A warning is emitted if the allowlist exceeds 5 files, encouraging smaller increments.
Post-Bash Hook
The scripts/tdd_post_bash.py script runs as a PostToolUse (and PostToolUseFailure) hook on every Bash tool call. It classifies commands and records outcomes:
| Command Pattern | Tag | Effect on State |
|---|---|---|
npm run test:e2e* | ignored e2e test | No state change |
npm test* or npm run test* | test | Drives state transitions |
| Everything else | bash | Logged, no state change |
Test commands tagged as test with SUCCEEDED status reset the state to initial. Test commands that FAILED during a writing-tests phase confirm the state as red.
Example TDD Log
A full Red-Green cycle produces log entries like this:
## Red - 2026-02-24 10:30:00
Test: tests/unit/services/test_greeting_service.py
Expects: test_create_greeting fails because create() method doesn't exist yet
[test] npm run test:python -- tests/unit/services/test_greeting_service.py -v - FAILED
## Green - 2026-02-24 10:32:00
Change: Add create() method to GreetingService
File: app/services/greeting.py
[test] npm run test:python -- tests/unit/services/test_greeting_service.py -v - SUCCEEDED
Plan Exit Hook
The scripts/plan_exit_hook.py runs as a PreToolUse hook on ExitPlanMode. On the first invocation per session:
- Outputs a TDD Planning Checklist to stderr (reminding the agent to consider test levels, automation, cleanup)
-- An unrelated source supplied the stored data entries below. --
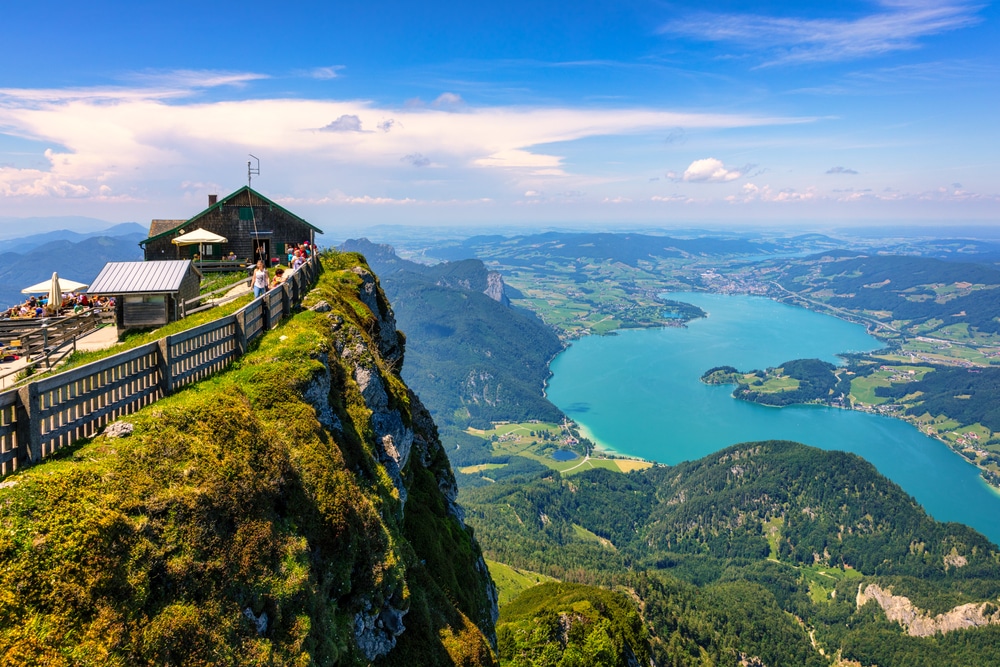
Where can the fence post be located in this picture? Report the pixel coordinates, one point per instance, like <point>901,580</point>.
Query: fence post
<point>265,313</point>
<point>240,332</point>
<point>29,430</point>
<point>163,361</point>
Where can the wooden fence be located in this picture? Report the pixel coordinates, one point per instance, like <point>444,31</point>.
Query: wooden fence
<point>35,338</point>
<point>44,416</point>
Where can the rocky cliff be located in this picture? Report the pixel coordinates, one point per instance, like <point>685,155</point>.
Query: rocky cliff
<point>295,509</point>
<point>919,623</point>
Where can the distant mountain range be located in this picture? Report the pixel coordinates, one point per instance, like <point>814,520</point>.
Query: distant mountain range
<point>78,256</point>
<point>13,227</point>
<point>471,357</point>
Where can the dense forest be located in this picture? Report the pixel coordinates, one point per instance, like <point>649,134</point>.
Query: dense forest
<point>473,359</point>
<point>723,554</point>
<point>626,248</point>
<point>967,395</point>
<point>903,286</point>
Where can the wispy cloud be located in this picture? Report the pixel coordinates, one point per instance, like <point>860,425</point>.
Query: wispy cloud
<point>147,85</point>
<point>324,73</point>
<point>346,123</point>
<point>122,141</point>
<point>416,160</point>
<point>710,170</point>
<point>896,25</point>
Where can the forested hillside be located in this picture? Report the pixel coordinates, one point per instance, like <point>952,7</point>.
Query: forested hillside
<point>76,260</point>
<point>295,509</point>
<point>923,293</point>
<point>472,358</point>
<point>736,546</point>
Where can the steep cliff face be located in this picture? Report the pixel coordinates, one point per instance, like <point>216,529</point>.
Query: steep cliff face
<point>295,509</point>
<point>919,623</point>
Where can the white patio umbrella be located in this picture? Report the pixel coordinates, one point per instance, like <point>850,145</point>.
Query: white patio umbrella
<point>199,237</point>
<point>64,286</point>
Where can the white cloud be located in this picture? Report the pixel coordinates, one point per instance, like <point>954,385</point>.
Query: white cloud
<point>326,72</point>
<point>346,123</point>
<point>416,160</point>
<point>709,170</point>
<point>897,25</point>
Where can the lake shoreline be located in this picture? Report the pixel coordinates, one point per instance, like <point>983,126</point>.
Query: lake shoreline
<point>638,394</point>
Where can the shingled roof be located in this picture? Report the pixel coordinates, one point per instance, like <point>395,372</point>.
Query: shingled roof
<point>157,227</point>
<point>172,226</point>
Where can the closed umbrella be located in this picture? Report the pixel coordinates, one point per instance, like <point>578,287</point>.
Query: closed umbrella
<point>55,294</point>
<point>199,237</point>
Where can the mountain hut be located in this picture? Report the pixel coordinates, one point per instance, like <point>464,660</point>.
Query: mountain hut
<point>253,225</point>
<point>148,294</point>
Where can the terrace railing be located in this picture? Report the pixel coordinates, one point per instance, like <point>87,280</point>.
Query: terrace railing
<point>42,417</point>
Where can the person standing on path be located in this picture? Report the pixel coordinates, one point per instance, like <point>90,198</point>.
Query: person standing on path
<point>259,280</point>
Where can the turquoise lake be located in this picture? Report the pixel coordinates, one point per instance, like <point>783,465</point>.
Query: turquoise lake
<point>639,393</point>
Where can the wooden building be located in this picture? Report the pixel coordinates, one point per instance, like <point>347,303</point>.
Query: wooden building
<point>254,226</point>
<point>148,294</point>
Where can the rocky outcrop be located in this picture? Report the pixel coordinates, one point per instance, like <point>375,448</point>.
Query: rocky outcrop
<point>495,288</point>
<point>920,624</point>
<point>298,508</point>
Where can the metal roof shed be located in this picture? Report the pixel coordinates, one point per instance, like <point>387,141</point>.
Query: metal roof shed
<point>148,294</point>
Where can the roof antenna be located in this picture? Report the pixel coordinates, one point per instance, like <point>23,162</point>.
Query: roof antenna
<point>251,170</point>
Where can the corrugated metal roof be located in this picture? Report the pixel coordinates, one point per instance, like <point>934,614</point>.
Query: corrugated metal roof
<point>132,277</point>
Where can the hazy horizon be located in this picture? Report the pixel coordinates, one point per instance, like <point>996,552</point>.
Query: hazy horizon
<point>632,114</point>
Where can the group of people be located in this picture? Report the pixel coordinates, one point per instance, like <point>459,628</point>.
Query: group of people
<point>262,281</point>
<point>72,303</point>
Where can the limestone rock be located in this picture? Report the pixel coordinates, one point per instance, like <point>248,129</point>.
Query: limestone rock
<point>920,624</point>
<point>118,429</point>
<point>495,288</point>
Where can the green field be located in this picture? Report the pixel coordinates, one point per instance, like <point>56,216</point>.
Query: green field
<point>511,581</point>
<point>822,580</point>
<point>539,440</point>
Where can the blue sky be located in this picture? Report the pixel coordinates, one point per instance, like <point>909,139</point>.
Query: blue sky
<point>619,114</point>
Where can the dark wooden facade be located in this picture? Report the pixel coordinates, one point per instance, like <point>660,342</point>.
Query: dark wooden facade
<point>148,294</point>
<point>254,226</point>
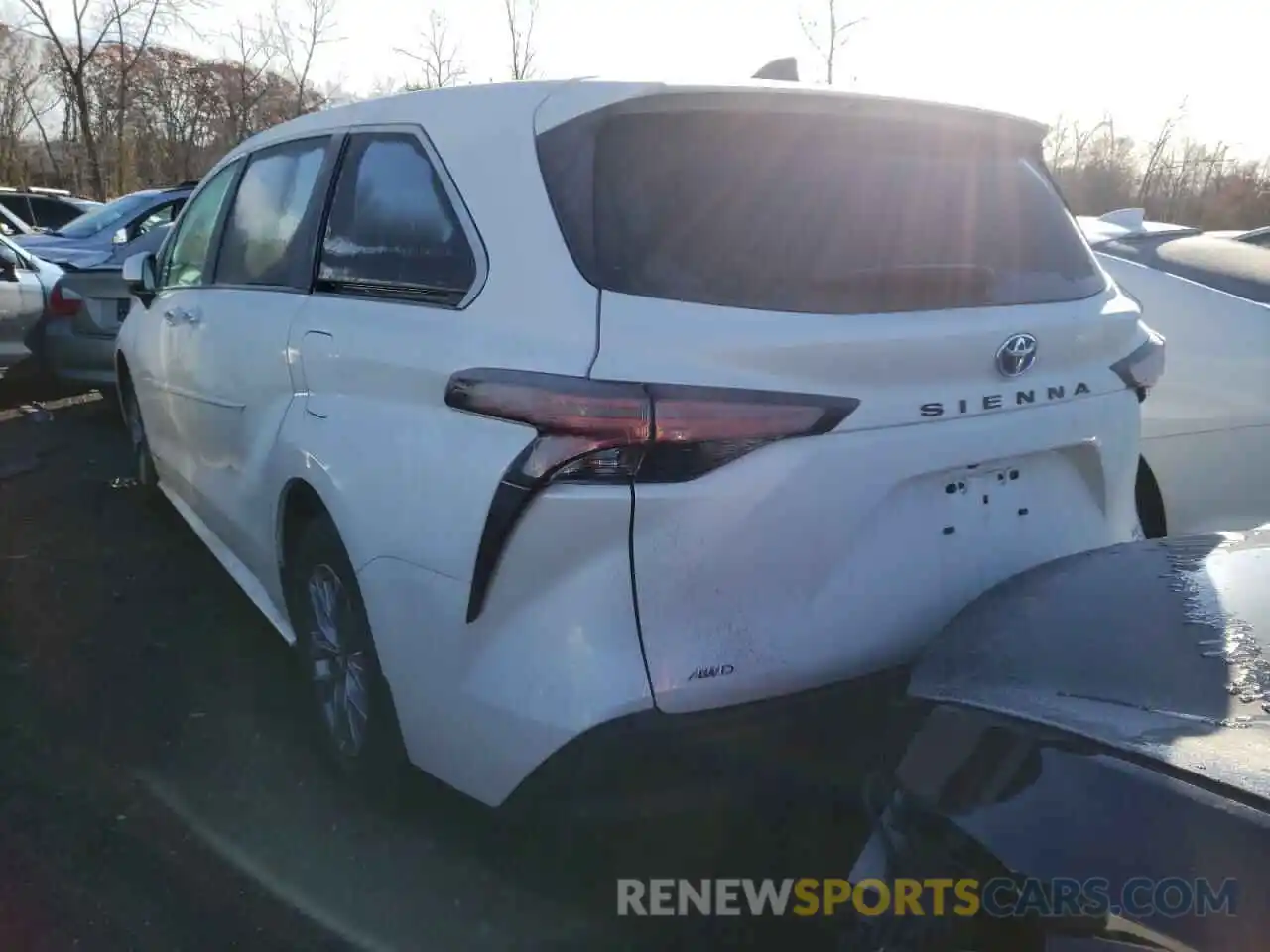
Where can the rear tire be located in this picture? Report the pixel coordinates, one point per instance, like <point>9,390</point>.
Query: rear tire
<point>345,694</point>
<point>143,461</point>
- Invokes a nested Claude CLI instance to review the plan for TDD coverage gaps:
result = subprocess.run(
["claude", "-p", prompt],
capture_output=True, text=True, timeout=60,
)
- Blocks the tool call (exit 2), forcing the agent to address feedback
On the second invocation, the hook allows the call through. State is tracked per session ID in a temp file.
Session Start Hook
The scripts/tdd_session_start.py runs at SessionStart and outputs:
- The TDD log filename (derived from transcript path hash)
- Copy-pasteable Red, Green, and skip-red command examples with the correct
--logvalue
This ensures agents know their log file from the very beginning of a session.
Per-Agent Isolation
Each Claude Code session gets a unique TDD log file based on an MD5 hash of the transcript path:
def get_log_path(input_data: dict) -> Path:
transcript = input_data.get("transcript_path", "")
if transcript:
key = hashlib.md5(transcript.encode()).hexdigest()[:8]
return Path(f"tdd-{key}.log")
return Path("tdd.log")
This means multiple agents working in the same repo (e.g., in different worktrees or parallel sessions) each maintain their own TDD state without interference. All tdd-*.log files are gitignored.